Milledgeville, Ga., January 30. [Special.] - The Central railroad train due here at 2:20 this afternoon, happened to an accident about five miles below this city, in which several cars were badly wrecked and several people severely injured. The train was a combination of freight and passenger cars, and was made up of six freight cars, a mail and express, baggage and smoking car, and a first-class passenger coach.
The Trestle Gives Way.
The train had left the Stevens Pottery and was speeding with the wind toward this city.

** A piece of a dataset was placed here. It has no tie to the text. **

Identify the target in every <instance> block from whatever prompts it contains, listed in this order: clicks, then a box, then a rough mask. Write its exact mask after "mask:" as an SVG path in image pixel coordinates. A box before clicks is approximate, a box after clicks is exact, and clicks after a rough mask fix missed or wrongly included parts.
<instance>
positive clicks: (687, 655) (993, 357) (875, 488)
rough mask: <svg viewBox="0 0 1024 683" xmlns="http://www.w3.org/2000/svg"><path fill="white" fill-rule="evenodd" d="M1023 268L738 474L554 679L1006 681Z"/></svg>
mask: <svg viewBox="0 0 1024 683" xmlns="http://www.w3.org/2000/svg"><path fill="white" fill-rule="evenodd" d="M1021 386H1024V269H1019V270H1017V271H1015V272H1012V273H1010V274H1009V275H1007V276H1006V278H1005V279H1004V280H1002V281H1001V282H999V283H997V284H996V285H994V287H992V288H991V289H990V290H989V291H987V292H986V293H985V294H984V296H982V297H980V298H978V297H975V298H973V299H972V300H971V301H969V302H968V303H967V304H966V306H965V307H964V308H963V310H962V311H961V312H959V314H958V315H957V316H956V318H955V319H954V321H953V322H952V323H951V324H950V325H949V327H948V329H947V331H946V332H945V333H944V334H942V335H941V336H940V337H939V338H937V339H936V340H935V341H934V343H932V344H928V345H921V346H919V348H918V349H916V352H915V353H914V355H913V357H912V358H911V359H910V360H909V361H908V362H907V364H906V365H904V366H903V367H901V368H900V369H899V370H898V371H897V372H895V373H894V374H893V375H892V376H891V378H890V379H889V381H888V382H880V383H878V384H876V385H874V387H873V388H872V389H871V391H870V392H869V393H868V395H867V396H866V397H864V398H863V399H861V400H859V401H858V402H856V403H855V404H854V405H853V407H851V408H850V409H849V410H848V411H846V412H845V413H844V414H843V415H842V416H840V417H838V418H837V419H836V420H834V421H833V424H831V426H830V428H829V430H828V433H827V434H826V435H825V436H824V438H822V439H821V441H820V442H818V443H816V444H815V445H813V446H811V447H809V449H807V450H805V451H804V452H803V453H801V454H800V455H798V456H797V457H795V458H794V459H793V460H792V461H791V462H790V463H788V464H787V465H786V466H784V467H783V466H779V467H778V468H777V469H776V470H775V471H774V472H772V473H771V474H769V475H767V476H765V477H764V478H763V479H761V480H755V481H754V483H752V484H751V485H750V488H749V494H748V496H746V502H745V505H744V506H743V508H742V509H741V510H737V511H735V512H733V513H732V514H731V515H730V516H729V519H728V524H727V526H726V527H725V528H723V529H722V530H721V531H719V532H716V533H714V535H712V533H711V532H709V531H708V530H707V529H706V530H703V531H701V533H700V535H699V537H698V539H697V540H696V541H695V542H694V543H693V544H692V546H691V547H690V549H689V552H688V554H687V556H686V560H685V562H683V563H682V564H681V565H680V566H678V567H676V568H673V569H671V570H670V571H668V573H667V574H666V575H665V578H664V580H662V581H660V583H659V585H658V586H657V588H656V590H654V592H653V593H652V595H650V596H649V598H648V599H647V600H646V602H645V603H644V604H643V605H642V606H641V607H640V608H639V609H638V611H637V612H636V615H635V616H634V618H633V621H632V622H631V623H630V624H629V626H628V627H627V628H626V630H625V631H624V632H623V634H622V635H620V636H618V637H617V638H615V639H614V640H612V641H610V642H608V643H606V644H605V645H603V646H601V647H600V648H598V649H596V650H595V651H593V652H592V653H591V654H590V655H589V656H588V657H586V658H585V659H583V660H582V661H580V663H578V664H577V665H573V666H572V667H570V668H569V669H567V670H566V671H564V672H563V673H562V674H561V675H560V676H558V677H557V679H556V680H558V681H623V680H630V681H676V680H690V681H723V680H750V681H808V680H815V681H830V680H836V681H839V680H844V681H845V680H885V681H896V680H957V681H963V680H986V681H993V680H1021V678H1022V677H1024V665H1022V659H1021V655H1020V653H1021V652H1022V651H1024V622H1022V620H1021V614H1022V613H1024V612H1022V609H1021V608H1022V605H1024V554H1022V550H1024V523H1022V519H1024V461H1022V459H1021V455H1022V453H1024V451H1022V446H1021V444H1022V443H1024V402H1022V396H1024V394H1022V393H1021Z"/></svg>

When near the trestle over camp creek the tracks spread, and three of the freight cars, together with the mail, baggage and passenger coaches, were precipitated down the embankment, the baggage car falling in the creek and the other cars thrown into a confused mass.
Work was begun at once in rescuing the passengers.
List Of The Injured.
It was found that the mail agent, Mr. Adams, was bruised up considerably and his head badly cut.
Express Messenger Reese Caraker was bruised up badly.
O.E. Pace, a traveling salesman for W.T. Conn & Co., of this city, was badly hurt but not thought dangerous.
Baggagemaster Jack Sharp, foot smashed.
Mrs. T.L. Avant, bruised up, but not serious.
Brought To The City.
The passengers were brought to this city, where medical attention was given the wounded. The scene of the wreck is described as pitiful, indeed. It is a miracle that the entire crew was not killed.